Back to writing more HTML: This, is of course, a VERY BAD thing. I hate having to get down and dirty with HTML and I do it as little as possible. I like to drag, drop, select an event and write my handler. I come from a non-web programming background and don't much care for having to tinker with HTML... but enough about my personal opinions... Since your view (UI) and your model (business logic) are completely separated, your view is simply nothing more than just plain old presentation, which means HTML. The way you connect your UI clicks and such to your code is via URLs. Nothing has an .aspx extension. You have complete control over your URLs. You don't have pages, per se, like you do with .aspx pages. All of your UI actions are directed to a URL and your URLs don't necessarily have any real correlation to folders in your project.

You controller code is what links your URLs to classes and methods in your model. I won't get into code samples here, but that's the gist of it.

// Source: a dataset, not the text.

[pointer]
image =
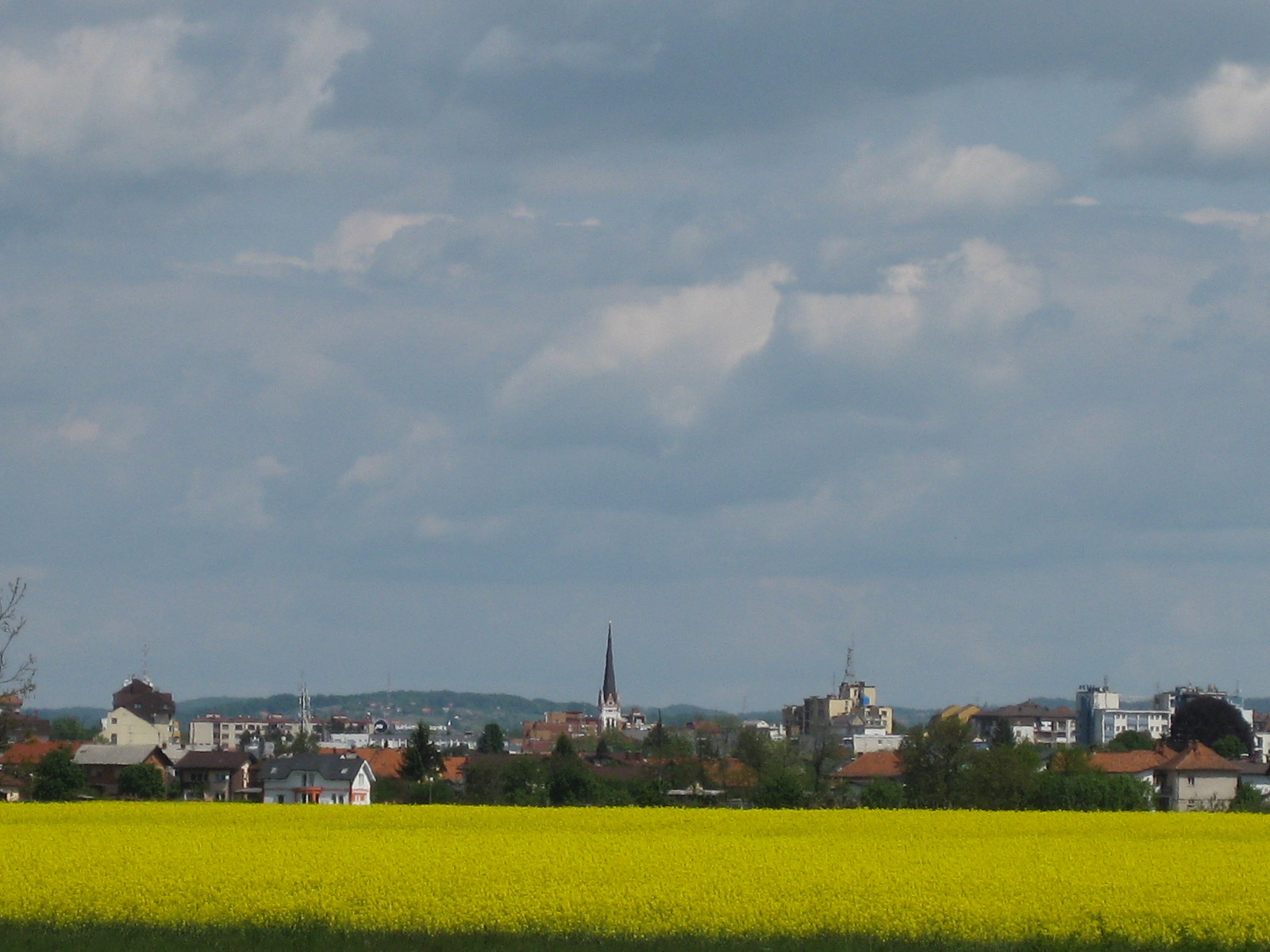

Now, on to my session notes from Todd's presentation at CodeStock 2008. These notes were taken while he was speaking and are in outline form. They are for my personal use, but I'm including them here in case they may be of use to you:

  • Separation of concerns.
  • Alternative, not a replacement for ASP.NET web forms.
  • More control over HTML and URLs
  • Easier Testing
  • No unexpected rendering
    • HTML is 100% by you (nothing rendered by the framework).
      • No automatic fluff like ViewState (There is NO VIEWSTATE!!! (good or bad))
  • No file extensions (no .aspx)
    • URL -> Controller -> Model -> View Data (ie. display.aspx, edit.aspx)
    • Request -> HTTP Routing -> Route -> Route Handler -> ...
  • Map URLs to class.
  • Classes handle processing of actions (decide which view to render).
  • Everything is interface based (as opposed to class).
  • Everything is extensible - read up on C# extension methods
  • Everything is testable
  • Microsoft.Web.Mvc.dll
  • Define your routes in global.asax.
  • Define controller, views
    • User HTML Helpers to render HTML (html helpers are new classes in the ASP.NET MVC framework). Don't waste time manually writing C# code that generates HTML... use the helper classes.
  • Define Model (Lina to Sql, for example)
  • Key differences from webforms (didn't write any down)
  • You Must target .NET Framework v3.5.
  • Will eventually support NUnit.
    • When you make a new ASP.NET MVC project in Visual Studio, it will prompt you, immediately, for the test framework you want to use to make your test classes. THIS IS VERY VERY IMPORTANT! YOU SHOULD DEFINITELY DO THIS!!!!
  • You maintain state... There are no session variables or view state or application variables or server variables... you do this on your own. (great! Now every code monkey is going to have their own, custom, proprietary, and buggy state management system!!!)
  • View
    • Can be anything, not just HTML... you could generate SQL or C# or XML or some binary stream... anything.
    • Controller creates (key, value) dictionary "ViewData" and gives to view. View uses it to render output.
  • HTML Helper
    • is a shortcut to rendering html.
    • HTML.ActionLink
  • Controller folder has a file per controller (the ASP.NET MVC project template creates several folders in your project... Controller is one of them).
  • Views folder has a view for each controller.
  • Routes are matched by order defined... In other words, if you've defined multiple routes that can all handle a single URL, the first one defined is the one that gets it.
  • You should make mock classes to help with your unit testing. Some mock tools are:
    • RhinoMocks
    • Moq
    • TypeMocks

________________________
notes to myself:

Those were my quick and dirty notes. I took them for myself, but I posted them anyway, because they could potentially have some use to others.